The leaked transcripts of Trump’s phone calls to world leaders are teaching me a lot about the art of the deal. I never knew about this “you’re killing me” technique.
I especially like the way Trump discussed the proposed border wall with the president of Mexico. After a year or two lying and telling everyone in the world that he was going to make Mexico pay for the wall, he basically told President Peña Nieto that he had to play along with the lie or it would make Trump look bad.
Then when Nieto said no to the fantasy that Mexico would pay for the wall, Trump threatened him with isolation. He said he wouldn’t have any dealings with Nieto or his people. “If you’re not going to say that Mexico is going to pay for the wall, then I do not want to meet with you guys anymore because I cannot live with that.” Oh no, the horror.
I wish I’d known about these techniques all the years I was driving and getting stopped by the police.
“Officer, you’re killing me here. I needed to do 80 miles per hour on this highway. I promised some people I’d meet them in 10 minutes. I can’t drive any slower than that.”
“If you write me a ticket I’m not going to deal with you or your people ever again.”
“You can’t give me a ticket, I’ve told all my friends that I could speed all I want and get away with it. You’ll make me look bad to my friends.”
But there was more! Trump also had a carrot: If Nieto went along with Trump, Trump would make Nieto so popular in Mexico the people would call for a constitutional amendment to get Nieto past the term limit for his office.
“Officer, let me get back to speeding, and I’ll see to it you’re promoted to chief of police.”
If Trump thinks that Nieto could be swayed by an unending term in office, what does that say about Trump’s own lifetime goals?
It makes me wonder what other cushy offers Trump has made to world leaders. What is he offering Kim Jong-un behind the scenes to get him to stop developing nuclear weapons?
“You’re killing me with these ICBMs, Jong-un. Tell you what, knock it off and I’ll buy you China. I’ll buy you a whole new country. You can’t turn down an offer that good.”
Trump’s calls gave me flashbacks. I remembered people I’ve known who treated me the way Trump treats world leaders over the phone. There was one I’ll call Wilbur, because I’m afraid that if I used his real name he’d hear about it and come back into my life.
Wilbur was a friend of some of my best friends, so he was always around. I couldn’t get rid of Wilbur without finding all new friends.
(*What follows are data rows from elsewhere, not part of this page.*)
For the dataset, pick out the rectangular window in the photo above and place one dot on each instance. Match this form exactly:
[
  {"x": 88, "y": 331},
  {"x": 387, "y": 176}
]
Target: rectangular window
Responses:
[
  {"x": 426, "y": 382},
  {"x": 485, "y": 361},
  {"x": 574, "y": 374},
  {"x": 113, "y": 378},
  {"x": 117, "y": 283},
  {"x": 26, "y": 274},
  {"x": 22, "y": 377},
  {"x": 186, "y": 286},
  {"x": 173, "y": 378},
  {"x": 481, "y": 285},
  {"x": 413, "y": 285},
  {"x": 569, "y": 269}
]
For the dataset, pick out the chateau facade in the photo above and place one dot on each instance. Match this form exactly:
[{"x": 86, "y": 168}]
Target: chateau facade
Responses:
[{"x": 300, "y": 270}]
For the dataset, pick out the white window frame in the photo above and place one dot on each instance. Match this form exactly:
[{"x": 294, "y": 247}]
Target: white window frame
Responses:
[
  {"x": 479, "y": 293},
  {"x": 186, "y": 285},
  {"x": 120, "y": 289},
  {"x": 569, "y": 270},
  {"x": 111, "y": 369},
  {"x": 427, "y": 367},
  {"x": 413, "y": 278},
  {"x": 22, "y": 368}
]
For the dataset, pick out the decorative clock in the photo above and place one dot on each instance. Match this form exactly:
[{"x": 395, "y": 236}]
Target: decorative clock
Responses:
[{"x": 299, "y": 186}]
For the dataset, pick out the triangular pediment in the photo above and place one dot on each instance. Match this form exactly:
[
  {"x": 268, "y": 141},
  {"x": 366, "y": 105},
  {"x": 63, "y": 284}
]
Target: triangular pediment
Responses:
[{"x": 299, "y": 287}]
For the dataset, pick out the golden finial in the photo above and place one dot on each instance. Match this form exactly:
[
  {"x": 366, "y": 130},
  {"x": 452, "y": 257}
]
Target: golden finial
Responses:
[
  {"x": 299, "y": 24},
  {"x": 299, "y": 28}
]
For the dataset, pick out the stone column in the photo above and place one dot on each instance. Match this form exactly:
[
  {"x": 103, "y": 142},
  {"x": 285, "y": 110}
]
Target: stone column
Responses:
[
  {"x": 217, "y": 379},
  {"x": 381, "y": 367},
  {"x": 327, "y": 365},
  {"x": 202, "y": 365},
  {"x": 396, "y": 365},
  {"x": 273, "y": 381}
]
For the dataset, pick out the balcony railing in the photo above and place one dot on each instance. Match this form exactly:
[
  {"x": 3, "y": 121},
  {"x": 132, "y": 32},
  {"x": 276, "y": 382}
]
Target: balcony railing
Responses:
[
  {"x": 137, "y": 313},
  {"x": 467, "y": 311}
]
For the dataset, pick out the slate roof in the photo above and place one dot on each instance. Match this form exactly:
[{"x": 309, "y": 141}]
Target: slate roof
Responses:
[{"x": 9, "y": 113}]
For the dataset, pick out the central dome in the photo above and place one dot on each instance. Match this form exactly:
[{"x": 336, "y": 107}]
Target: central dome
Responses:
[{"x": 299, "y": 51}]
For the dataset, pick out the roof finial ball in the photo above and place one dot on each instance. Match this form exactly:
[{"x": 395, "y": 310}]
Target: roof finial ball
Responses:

So, what’s the problem? Wilbur got his way with my friends using all the same tactics that Trump tried to use with Nieto.
Here’s a typical scenario. Say we wanted to go to a restaurant for pizza. Wilbur would spend an hour or so building up a French restaurant he wanted to go to.
“They have the best food. They have the best service. They have the best ambience. Trust me, they’re the greatest, you’re hearing that from me, I know all the best restaurants.”
Then when we all said we still wanted pizza, Wilbur freaked. He’d laid his reputation on the line. Now we were personally attacking him and his excellent judgment. Next, he would lie and declare that the group as a whole had already decided to go where he wanted, and threaten each one of us individually if we didn’t go along with the group’s decision.
At the time I just thought, what a resounding jerk. I’ve had ticks attached to my neck that were better human beings. Wilbur’s company was less enjoyable than that of a rusty nail jabbed in my foot.
Now I see that Wilbur was just being presidential and winning, and pointing the way to excellence. I should have followed his lead.
If only I had learned the right techniques for getting my way, who knows what I might have done with my life. I could be president by now.
I could have been the greatest person ever.
Dr. Wes Browning is a one time a math professor and three times homeless. He has been involved with Real Change since he supplied the art for the first cover in November of 1994. This is his regular humor column, Adventures in Irony.